Mark Nicolls, M.D.
Staff Physician, PAVIR Investigator
Dr. Nicolls serves as a Staff Physician with a committed laboratory at the VAPAHCS; and as an Associate Professor and Chief of the Division of Pulmonary and Critical Care Medicine at Stanford University. In addition, he serves as the Chair of PAVIR’s Board of Directors. Most of his externally funded research is administered by PAVIR. Dr. Nicolls earned his B.S. in Biology at the University of Portland, Portland, OR in 1987 and his M.D at Stanford University in 1993. He continued on at Stanford for his Internal Medicine Internship and Residency at the same institution, followed by a Pulmonary and Critical Care Fellowship at the University of Colorado in Denver where he subsequently joined the Faculty. In 2007, Dr. Nicolls was recruited onto the Stanford faculty and is a physician-investigator at the Palo Alto VA. He is Director of the Stanford Lung Immunology Program. In 2014, he was elected to the American Society for Clinical Investigation. Dr. Nicolls’s laboratory and clinical interests are centered on the contribution of immunity to diseases such as pulmonary hypertension and lung transplantation. He is specifically interested in the interplay between inflammation and vascular injury. The VA Palo Alto produces some of the highest quality research in the Federal System, and PAVIR is viewed by its investigators as a vital partner.
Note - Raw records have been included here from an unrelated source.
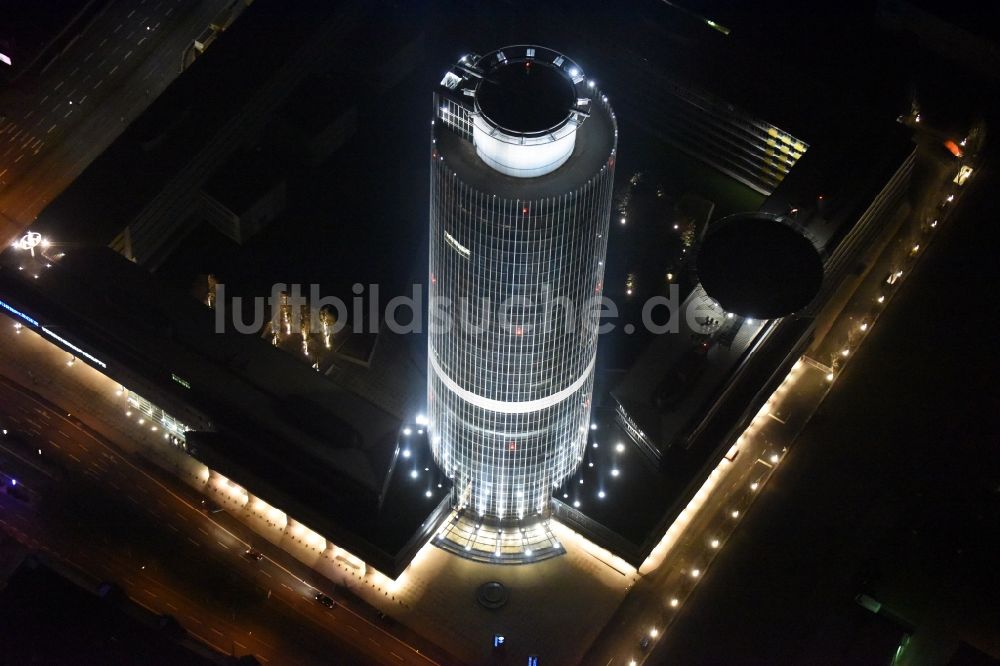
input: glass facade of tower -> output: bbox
[428,46,617,519]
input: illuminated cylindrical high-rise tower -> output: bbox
[428,46,618,519]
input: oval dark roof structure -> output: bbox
[697,213,823,319]
[476,60,576,134]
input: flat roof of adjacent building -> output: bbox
[0,247,450,574]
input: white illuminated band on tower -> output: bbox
[427,45,618,521]
[428,355,597,414]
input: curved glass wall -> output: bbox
[428,48,616,519]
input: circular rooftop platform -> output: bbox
[476,60,576,134]
[697,213,823,319]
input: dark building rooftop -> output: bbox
[697,213,823,319]
[476,60,576,134]
[0,247,449,575]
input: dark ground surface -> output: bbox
[650,149,1000,664]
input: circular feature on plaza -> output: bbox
[476,580,510,609]
[476,60,576,134]
[696,213,823,319]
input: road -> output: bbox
[650,156,1000,664]
[0,378,435,664]
[586,143,958,666]
[0,0,235,247]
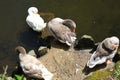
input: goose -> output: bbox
[87,36,119,68]
[26,7,46,32]
[47,17,77,46]
[15,46,53,80]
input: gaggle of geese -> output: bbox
[16,7,119,80]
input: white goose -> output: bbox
[26,7,46,32]
[15,46,53,80]
[48,18,76,46]
[87,36,119,68]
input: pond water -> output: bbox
[0,0,120,73]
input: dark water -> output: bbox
[0,0,120,73]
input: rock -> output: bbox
[28,50,37,57]
[37,46,48,56]
[114,61,120,79]
[39,47,91,80]
[84,69,114,80]
[75,35,95,49]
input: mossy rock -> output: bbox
[84,69,112,80]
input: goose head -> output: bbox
[104,36,119,50]
[62,19,76,32]
[28,7,38,15]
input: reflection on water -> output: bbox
[0,0,120,72]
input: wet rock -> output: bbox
[114,61,120,80]
[75,35,95,49]
[37,46,48,56]
[28,50,37,57]
[84,69,114,80]
[39,47,90,80]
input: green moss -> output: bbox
[84,69,112,80]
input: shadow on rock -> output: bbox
[83,63,106,75]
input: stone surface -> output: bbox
[39,47,90,80]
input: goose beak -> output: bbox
[113,44,118,49]
[106,60,112,65]
[72,28,75,32]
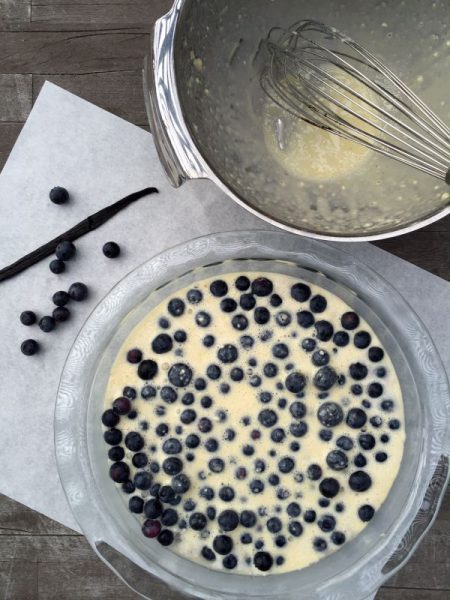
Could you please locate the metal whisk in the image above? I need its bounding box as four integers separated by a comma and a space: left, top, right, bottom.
261, 20, 450, 184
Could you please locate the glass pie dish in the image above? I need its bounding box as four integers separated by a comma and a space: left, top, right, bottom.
55, 231, 450, 600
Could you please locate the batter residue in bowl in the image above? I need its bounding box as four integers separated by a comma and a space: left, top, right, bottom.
102, 273, 405, 574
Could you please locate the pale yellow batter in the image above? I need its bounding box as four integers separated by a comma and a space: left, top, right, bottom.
105, 270, 405, 574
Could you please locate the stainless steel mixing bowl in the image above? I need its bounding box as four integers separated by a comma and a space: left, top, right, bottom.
144, 0, 450, 241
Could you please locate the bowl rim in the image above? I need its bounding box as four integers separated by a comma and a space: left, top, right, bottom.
55, 230, 450, 600
148, 0, 450, 242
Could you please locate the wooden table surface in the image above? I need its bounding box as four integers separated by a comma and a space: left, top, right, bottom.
0, 0, 450, 600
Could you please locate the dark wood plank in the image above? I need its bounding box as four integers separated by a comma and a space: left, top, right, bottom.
0, 0, 31, 31
374, 231, 450, 280
0, 31, 148, 74
33, 68, 147, 125
31, 0, 172, 30
0, 74, 32, 122
0, 557, 38, 600
0, 495, 74, 536
0, 122, 23, 172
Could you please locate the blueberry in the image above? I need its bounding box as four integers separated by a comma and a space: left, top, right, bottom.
309, 294, 327, 313
203, 335, 215, 348
152, 333, 173, 354
49, 258, 66, 275
217, 344, 238, 364
209, 279, 228, 298
268, 473, 280, 486
353, 331, 372, 349
346, 408, 367, 429
206, 365, 222, 379
160, 385, 178, 404
349, 363, 368, 381
369, 346, 384, 362
20, 339, 39, 356
319, 429, 333, 442
317, 515, 336, 533
288, 400, 306, 419
239, 335, 255, 350
239, 294, 256, 310
109, 462, 130, 483
278, 456, 295, 473
127, 348, 142, 365
162, 438, 182, 454
358, 504, 375, 523
258, 408, 278, 427
157, 529, 174, 546
223, 429, 236, 442
375, 452, 387, 462
289, 421, 308, 437
314, 321, 334, 342
341, 312, 359, 330
213, 535, 233, 555
254, 306, 270, 325
103, 426, 122, 446
353, 453, 367, 468
195, 310, 211, 327
128, 496, 144, 514
370, 415, 383, 429
259, 392, 272, 404
168, 363, 192, 387
155, 423, 169, 437
201, 546, 216, 562
108, 446, 125, 462
234, 275, 250, 292
297, 310, 314, 329
39, 317, 56, 333
200, 486, 215, 500
302, 338, 316, 352
313, 366, 338, 391
266, 517, 283, 533
102, 408, 119, 428
336, 435, 353, 451
55, 240, 77, 260
162, 456, 183, 475
197, 417, 213, 433
167, 298, 186, 317
327, 450, 348, 471
134, 471, 152, 490
240, 510, 256, 528
319, 477, 339, 498
217, 510, 239, 531
112, 396, 131, 415
291, 283, 311, 302
102, 242, 120, 258
284, 371, 306, 394
263, 363, 278, 377
231, 315, 248, 331
348, 471, 372, 492
331, 531, 345, 546
312, 350, 330, 367
208, 457, 225, 473
205, 438, 219, 452
181, 392, 194, 406
69, 281, 88, 302
358, 433, 375, 450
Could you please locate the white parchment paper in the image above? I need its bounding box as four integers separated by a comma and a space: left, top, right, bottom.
0, 83, 450, 530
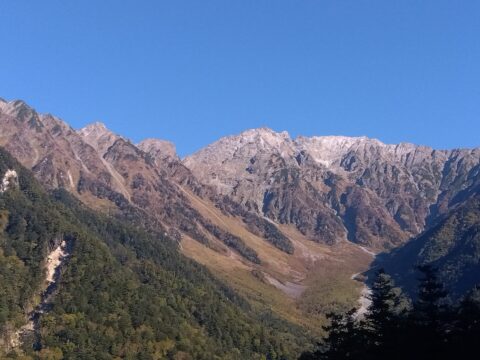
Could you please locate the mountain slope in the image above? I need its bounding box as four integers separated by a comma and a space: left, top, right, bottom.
374, 196, 480, 299
184, 128, 480, 249
0, 149, 304, 359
Leukotriene B4 (LTB4) and its role in acquired Lymphedema
It is estimated that hundreds of millions of people worldwide suffer from this lymphedema, which includes pain and swelling that generally occurs in one of a patient’s arm or leg. Lymphedema is most commonly caused by cancer treatment (radiation), the surgical removal of lymph nodes, cancer, trauma, or infection of the lymph nodes. There is no known treatment for lymphedema, which can have very significant impact on patients’ quality of life and life style.
With the damage or loss of lymph node functioning, buildup of lymph fluid occurs. Examining these fluids, Dr. Mark Nicolls’ lab discovered that LTB4 is elevated in lymphatic patients and that the presence of LTB4 hinders lymphatic repair in a mouse model. Excitingly, there is already a drug compound available in Japan, that antagonizes LTB4 and which is currently being tested in a clinical trial at Stanford. It is highly unusual that the testing of a compound predates the publication of the underlying basic science (Dr. Nicolls’ work); but a testament to the VAPAHCS and Stanford research excellence in fostering innovation that matters.